In an investor update, Platinum chief investment officer, Andrew Clifford, said he was cautious about the levels of growth seen by these two companies among others.
“I’m not talking about the FANG companies, those are broadly dull investments, I’m talking about those companies which are trading at market values of 20x/30x, even 50x sales. And I have to use sales because typically there are no profits yet.
“Tesla and Afterpay are good examples of this. They have done extraordinarily well to get where they are and we don’t doubt they have bright prospects but the issue is you need to make heroic assumptions about the future of the business over the next decade to make sense of the stock price.
“When people say ‘it’s not like 2000’, I agree, this is a much bigger bubble.”
Shares in Tesla had risen 420% over the past year while Afterpay had risen 332% over the same period.

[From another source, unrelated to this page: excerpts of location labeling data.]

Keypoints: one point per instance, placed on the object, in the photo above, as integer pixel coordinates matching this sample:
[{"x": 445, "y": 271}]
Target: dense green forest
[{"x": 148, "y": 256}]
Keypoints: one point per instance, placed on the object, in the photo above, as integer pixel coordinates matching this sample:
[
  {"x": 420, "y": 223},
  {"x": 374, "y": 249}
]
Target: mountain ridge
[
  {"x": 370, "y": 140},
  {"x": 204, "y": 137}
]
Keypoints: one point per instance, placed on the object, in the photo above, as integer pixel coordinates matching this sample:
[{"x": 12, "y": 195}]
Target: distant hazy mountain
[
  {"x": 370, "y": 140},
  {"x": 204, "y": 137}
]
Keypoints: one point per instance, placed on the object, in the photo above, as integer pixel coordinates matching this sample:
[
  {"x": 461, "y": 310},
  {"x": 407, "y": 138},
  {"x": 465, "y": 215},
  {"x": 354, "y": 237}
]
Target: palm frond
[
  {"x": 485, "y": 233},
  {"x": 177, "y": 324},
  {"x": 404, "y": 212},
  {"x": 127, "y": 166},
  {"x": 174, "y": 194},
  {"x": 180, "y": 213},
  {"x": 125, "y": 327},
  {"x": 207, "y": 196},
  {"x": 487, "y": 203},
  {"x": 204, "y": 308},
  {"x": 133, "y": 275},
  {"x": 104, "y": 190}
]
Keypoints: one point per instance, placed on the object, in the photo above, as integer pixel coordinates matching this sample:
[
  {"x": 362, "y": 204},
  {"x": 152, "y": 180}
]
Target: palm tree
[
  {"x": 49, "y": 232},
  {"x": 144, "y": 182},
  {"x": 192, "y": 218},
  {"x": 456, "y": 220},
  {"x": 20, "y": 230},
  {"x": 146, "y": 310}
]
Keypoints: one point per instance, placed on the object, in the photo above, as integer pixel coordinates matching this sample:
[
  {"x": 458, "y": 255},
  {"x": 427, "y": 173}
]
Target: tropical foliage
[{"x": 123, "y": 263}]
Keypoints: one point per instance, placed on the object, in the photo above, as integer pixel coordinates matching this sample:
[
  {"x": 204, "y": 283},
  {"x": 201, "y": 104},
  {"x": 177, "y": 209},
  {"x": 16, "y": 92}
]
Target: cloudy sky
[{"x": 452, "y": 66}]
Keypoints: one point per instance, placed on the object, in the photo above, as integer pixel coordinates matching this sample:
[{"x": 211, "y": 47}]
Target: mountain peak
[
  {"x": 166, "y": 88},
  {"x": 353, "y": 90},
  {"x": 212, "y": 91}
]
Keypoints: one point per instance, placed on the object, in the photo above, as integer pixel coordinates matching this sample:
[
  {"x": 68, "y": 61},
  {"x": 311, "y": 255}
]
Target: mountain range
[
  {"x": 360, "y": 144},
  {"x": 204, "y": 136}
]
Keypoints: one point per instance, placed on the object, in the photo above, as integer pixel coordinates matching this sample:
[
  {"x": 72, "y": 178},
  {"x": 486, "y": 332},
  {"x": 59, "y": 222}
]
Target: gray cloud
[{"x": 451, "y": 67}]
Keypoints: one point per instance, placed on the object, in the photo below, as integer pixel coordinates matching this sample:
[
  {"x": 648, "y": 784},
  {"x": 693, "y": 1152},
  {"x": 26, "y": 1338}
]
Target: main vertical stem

He described the market environment as being gripped by a “speculative mania”, especially in the US. This was characterised by the huge volume of initial public offerings, the “incredible” performance of these stocks on their first days of listings and the high level of retail investor activity such as was seen with GameStop.
This type of environment would subsequently be hurt by the factors affecting markets such as rise in interest rates or rising bond yields, particularly speculative stocks.
“As we see this strong economic rebound, the yield on 10-year government bonds will rise, that is the natural outcome,” Clifford said.
“On the one hand, growth is good for companies who will see this reflected in their profits but higher 10-year yields can affect valuations and this is most concerning at the speculative end of the market where valuations are highest. Rising long-term interest rates are a real threat to these speculative companies and it will be a challenging year for investor in those chosen names.
“On the other hand, where valuations are reasonable and earnings are accelerating, higher stock prices are possible. It can be hard to envisage share price rises as the speculative bubble is popped but that is exactly what happened at the end of the tech bubble when old-world companies rallied strongly as tech collapsed.”